History of Harvard College Opera
For over 25 years, we have made it our mission to introduce Harvard College to the art of opera and to provide opera performance opportunities to undergraduates.
Harvard College Opera's history stretches back to the early 1990s, when a group of students in Dunster House of Harvard University, led by Ethan Sperry '93, began an annual tradition of staging operas in the Dunster House dining hall.
The Dunster House Opera was thus formed in 1992 as a house organization, in conjunction with the production of its first opera, Bizet's Carmen (1993). Since the beginning, we have oriented ourselves toward the future: our inaugural production was introduced by Sperry as “the first annual production of the Dunster House Opera Society." Years later, the company was officially recognized as an organization and “society” in 1997. For 20 years, the tradition of annual operas staged in the Dunster House dining hall continued, beginning with Carmen in 1993 and lasting until Massenet's Cendrillon in 2013.
Since 2014, we have produced annual operas in the historic Agassiz Theatre. After the end of our twenty-year residency in Dunster House, we assumed the name Harvard College Opera to reflect our orientation toward undergraduate-centered opera at Harvard University. Our 2018 production of Die Fledermaus marked our fifth year in the Agassiz Theatre.
Throughout our twenty-five-year history, our productions have been praised by critics for their quality and inventiveness. Our 2007 production of Mozart's Le Nozze di Figaro reimagined the Count and Countess Almaviva as 35th President John F. Kennedy and First Lady Jackie Kennedy, while our 2013 production of Massenet's Cendrillon depicted Cinderella's stepsisters as a pair of Mean Girls-esque sisters dressed head to toe in Juicy Couture. In 2018, our production of Strauss's Die Fledermaus introduced Orlofsky's masked ball to the twenty-first century as a wild office party, set against a visually striking backdrop of scintillating gold, garnering warm reviews from critics. Of our dramatically modern Fledermaus, a critic from The Boston Musical Intelligencer declared, “despite my prejudices in favor of the more traditional approaches to staging, which in general remain firm, I make an enthusiastic exception for this boisterous Fledermaus."
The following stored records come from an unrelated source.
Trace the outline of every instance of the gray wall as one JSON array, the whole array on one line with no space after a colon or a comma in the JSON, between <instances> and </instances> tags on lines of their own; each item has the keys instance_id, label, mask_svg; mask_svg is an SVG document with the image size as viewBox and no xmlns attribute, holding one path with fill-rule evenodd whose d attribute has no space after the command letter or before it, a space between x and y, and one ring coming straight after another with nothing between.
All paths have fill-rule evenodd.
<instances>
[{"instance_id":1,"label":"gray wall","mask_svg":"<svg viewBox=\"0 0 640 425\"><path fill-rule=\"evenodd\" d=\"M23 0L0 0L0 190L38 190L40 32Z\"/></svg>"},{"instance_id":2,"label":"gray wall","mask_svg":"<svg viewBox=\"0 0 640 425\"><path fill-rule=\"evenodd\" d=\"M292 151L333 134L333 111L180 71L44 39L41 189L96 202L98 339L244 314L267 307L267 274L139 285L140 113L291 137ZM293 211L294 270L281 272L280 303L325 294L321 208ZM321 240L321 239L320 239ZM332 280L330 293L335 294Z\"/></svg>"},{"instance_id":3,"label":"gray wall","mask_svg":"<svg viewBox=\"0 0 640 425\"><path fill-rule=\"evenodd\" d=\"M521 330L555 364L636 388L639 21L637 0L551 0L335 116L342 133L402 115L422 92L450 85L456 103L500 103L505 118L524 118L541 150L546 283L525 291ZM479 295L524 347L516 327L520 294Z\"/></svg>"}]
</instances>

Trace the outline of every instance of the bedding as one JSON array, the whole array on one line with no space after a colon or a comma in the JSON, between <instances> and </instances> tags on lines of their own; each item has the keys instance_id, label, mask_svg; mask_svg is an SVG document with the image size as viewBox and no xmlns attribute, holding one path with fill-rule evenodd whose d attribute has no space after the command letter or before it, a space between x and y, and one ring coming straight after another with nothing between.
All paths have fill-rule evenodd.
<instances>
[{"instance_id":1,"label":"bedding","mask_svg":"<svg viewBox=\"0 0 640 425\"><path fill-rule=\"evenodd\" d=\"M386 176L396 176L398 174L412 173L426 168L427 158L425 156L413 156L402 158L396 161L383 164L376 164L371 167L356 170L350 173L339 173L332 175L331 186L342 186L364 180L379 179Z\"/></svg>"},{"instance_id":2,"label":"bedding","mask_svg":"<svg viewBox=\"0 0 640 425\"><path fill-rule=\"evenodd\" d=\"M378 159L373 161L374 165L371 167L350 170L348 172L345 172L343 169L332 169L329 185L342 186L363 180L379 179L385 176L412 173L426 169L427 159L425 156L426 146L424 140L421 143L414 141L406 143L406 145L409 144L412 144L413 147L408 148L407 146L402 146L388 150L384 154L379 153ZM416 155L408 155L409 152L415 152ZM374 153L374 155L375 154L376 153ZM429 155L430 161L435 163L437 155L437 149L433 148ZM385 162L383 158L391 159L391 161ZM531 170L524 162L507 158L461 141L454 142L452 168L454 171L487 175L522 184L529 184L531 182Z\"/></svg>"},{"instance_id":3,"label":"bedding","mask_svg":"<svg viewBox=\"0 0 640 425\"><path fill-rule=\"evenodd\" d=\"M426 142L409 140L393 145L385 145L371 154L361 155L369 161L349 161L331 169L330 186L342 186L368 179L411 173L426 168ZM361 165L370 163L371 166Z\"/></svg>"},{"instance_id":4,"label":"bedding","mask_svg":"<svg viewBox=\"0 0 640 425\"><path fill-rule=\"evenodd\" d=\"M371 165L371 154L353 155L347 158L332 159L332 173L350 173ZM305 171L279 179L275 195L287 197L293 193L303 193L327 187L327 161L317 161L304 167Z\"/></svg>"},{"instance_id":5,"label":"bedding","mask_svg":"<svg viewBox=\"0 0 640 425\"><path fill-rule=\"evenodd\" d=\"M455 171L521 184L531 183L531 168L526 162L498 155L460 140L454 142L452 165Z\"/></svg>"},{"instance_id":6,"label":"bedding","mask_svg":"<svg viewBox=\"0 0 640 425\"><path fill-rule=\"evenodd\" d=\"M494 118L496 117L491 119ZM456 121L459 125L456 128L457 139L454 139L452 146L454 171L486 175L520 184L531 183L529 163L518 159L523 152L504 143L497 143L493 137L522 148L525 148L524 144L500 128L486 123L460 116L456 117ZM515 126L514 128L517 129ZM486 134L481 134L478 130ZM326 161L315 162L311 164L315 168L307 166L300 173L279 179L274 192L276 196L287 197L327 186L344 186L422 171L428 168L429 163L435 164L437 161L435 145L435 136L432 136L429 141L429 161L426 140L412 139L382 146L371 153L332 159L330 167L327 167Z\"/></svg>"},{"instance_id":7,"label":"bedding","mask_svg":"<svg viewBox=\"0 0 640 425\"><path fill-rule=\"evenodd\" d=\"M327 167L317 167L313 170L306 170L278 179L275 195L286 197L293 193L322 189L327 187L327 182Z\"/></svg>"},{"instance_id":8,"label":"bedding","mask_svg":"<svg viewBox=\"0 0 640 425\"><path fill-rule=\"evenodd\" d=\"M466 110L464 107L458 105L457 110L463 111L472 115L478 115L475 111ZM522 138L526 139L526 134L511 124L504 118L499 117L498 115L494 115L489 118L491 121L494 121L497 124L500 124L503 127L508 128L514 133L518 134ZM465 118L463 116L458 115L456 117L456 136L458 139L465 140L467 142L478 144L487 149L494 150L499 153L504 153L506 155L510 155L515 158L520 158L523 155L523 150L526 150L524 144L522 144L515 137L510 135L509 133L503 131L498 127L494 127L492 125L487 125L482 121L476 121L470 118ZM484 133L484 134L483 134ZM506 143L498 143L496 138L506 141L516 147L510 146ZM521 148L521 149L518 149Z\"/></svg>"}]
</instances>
Most recently, our productions have ranged from time-honored classics, such as Mozart's Così fan Tutte (2014), to modern masterworks such as Stravinsky's The Rake's Progress (2015). We approach all of our operas — old and new — with a sense of vision and of the deep potential for newness presented by even centuries-old masterpieces. We look forward to welcoming you to our 2019 production.